Flowers of Hope Cove

All found within fifteen minutes of the Hotel

These flowers have all been seen on the footpaths between Thurlestone and Bolt Tail, depending on the time of year. Click on the pictures to see a larger image.

Picture of alexanders


Smyrnium olusatrum

Best seen: April to June

A large plant that grows up to 1.5 metres tall and has a thick main stem that can become hollow. The shiny green leaves smell of celery.

Picture of Greater Periwinkle

Greater Periwinkle

Vinca major

A vigorous evergreen sub-shrub forming a clump of erect stems bearing glossy ovate leaves and solitary violet-blue flowers 4cm wide in the leaf axils, with long rooting sterile stems making effective ground cover.

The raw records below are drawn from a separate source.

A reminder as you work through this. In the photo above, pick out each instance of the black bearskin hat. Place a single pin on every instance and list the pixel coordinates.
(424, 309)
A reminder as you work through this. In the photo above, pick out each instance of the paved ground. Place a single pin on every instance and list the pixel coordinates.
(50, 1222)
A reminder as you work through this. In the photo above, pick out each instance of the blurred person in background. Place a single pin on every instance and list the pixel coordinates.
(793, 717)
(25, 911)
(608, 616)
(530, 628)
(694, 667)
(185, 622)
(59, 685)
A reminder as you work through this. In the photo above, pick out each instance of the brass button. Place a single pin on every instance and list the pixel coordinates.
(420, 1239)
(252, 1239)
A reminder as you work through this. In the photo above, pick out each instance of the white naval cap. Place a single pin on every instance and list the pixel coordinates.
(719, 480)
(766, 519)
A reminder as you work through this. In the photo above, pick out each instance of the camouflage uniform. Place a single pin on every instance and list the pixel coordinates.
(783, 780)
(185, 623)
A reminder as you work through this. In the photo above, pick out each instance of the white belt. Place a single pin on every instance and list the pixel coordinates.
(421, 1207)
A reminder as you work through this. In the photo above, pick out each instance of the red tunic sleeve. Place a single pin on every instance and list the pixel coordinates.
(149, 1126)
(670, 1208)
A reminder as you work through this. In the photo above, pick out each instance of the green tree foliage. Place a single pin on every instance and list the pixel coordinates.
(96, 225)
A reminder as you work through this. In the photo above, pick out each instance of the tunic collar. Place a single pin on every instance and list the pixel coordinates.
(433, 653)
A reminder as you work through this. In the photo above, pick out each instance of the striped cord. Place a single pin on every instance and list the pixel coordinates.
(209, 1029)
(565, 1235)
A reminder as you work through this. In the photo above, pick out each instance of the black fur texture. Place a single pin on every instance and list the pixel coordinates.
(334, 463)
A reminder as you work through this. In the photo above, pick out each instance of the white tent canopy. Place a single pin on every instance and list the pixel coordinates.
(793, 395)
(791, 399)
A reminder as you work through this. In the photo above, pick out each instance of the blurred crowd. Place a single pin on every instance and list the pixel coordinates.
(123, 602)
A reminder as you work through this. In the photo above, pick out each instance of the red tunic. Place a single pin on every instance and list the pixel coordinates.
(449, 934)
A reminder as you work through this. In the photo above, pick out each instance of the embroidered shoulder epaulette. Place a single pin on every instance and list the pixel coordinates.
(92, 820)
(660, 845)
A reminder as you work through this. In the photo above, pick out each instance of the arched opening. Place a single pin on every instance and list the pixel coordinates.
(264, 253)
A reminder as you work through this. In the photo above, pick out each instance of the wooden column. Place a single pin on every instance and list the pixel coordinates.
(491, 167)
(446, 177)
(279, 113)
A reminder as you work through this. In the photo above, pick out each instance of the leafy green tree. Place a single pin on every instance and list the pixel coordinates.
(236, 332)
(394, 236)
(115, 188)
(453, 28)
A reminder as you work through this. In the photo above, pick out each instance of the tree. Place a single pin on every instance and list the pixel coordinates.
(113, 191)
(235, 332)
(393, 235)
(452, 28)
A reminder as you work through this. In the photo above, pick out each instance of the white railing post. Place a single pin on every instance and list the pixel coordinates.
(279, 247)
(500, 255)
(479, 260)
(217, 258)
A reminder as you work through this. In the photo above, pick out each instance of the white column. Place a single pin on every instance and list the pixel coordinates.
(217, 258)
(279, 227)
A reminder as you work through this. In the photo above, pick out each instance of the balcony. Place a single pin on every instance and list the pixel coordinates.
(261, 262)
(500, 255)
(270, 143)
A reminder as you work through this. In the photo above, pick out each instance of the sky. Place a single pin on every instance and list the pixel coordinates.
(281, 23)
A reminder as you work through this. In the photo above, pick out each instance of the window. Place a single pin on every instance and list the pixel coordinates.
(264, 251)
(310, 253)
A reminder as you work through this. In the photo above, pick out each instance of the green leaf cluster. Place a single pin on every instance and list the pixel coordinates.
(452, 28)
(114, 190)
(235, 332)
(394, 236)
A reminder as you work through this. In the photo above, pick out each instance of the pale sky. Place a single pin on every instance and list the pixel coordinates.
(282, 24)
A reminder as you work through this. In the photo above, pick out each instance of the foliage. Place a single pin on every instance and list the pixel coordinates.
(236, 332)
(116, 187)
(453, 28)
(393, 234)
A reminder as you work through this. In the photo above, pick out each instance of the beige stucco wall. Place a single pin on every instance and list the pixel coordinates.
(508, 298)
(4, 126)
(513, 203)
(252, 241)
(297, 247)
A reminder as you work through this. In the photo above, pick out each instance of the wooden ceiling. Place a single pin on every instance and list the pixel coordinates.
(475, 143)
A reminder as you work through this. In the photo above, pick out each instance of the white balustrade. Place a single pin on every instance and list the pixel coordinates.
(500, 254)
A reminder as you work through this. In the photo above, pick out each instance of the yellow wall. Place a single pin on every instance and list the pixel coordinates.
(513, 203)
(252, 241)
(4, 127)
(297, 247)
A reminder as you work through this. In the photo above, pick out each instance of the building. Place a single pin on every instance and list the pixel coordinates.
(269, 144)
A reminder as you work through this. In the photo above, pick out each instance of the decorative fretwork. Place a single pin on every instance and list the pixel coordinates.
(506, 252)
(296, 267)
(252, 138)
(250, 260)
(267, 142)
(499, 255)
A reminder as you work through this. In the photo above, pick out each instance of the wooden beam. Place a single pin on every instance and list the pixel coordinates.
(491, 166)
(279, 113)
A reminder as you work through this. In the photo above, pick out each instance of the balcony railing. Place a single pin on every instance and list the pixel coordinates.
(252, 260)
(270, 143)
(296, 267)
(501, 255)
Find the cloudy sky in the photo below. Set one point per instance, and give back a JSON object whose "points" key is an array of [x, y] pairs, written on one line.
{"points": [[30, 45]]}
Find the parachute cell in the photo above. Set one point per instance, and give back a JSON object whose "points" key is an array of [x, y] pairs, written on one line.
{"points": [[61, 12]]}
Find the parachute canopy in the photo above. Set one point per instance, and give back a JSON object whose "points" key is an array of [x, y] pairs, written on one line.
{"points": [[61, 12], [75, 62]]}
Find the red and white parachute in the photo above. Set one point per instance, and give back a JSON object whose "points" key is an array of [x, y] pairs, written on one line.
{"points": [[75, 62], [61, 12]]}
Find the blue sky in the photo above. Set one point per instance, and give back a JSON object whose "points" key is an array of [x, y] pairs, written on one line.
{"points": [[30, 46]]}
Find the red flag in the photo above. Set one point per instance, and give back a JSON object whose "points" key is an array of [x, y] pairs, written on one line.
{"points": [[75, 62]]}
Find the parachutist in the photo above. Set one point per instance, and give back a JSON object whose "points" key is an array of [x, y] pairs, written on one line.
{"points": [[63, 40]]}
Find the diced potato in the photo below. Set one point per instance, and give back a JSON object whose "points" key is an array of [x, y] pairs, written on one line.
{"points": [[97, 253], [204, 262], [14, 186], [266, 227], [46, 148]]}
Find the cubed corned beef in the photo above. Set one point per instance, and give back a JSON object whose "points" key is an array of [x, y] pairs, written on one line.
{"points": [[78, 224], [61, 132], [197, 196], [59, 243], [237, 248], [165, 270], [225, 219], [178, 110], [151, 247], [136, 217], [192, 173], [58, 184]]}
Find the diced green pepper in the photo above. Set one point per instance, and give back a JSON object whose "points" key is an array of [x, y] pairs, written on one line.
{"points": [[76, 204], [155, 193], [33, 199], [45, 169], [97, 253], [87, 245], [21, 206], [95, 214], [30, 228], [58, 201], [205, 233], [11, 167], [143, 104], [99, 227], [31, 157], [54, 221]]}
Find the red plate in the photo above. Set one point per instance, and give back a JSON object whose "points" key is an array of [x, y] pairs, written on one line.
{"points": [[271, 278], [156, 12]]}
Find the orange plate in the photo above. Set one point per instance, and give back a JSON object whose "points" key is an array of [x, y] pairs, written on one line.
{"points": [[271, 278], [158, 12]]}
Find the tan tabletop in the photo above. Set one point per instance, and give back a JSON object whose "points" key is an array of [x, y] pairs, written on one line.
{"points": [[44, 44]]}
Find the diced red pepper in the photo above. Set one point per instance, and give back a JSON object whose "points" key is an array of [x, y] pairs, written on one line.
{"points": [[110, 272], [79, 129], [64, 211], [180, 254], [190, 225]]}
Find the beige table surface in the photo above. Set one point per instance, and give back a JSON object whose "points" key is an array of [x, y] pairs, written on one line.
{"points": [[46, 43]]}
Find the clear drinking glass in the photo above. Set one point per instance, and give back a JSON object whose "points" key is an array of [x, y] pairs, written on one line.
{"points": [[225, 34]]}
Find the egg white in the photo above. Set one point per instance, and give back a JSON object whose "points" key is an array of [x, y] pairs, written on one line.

Picture of Greater Stitchwort

Greater Stitchwort

Stellaria holostea

Best seen: April to June

'Star-of-Bethlehem' and 'Wedding Cakes' are just some of the other names for Greater Stitchwort. Look for its pretty, star-shaped, white flowers in woodlands and along hedgerows and roadside verges.

Picture of Red Campion

Red Campion

Silene dioica

Best seen: May to September

Just as the bluebells finish flowering in our woodlands, the rose-red blooms of red campion start to brighten up the woodland floor. Look for this pretty plant in hedges and roadsides, too.

Picture of Red Valerian

Red Valerian

Centranthus ruber

Best seen: May to October

Red Valerian was introduced in the 1600s from Europe, but is now naturalised in the UK. Its pinky-red flowers grow from old walls, roadside verges, railway cuttings and cliffs, and provide nectar for insects.

Picture of Sea Campion

Sea Campion

Silene uniflora

Best seen: June to August

A pretty white flower with distinctive, fleshy leaves. Sea Campion is related to the carnation. Other names by which it is known are 'dead man's bells', 'witches' thimbles' and 'Devil's hatties'.

Picture of Sea Thrift

Sea Thrift

Armeria maritima

Best seen: April to October

Cushions of clover-like, pink Thrift are a familiar sight of cliffs, shingle beaches and sand dunes around the UK. Also known as 'Cliff Clover', it makes a good garden plant.

Picture of Seaside Daisy

Seaside Daisy

Erigeron glaucus

The Seaside Daisy originated in North America and spread themselves over Europe where they have naturalised in coastal areas growing on cliffs, sand dunes, and beaches.

Picture of Tree Mallow

Tree Mallow

Lavatera arborea

Tree mallow is native to the south-west and west coast of the UK. It grows on maritime rocks, cliffs, stony ground or coastal bare ground and can form dense stands that cover large areas.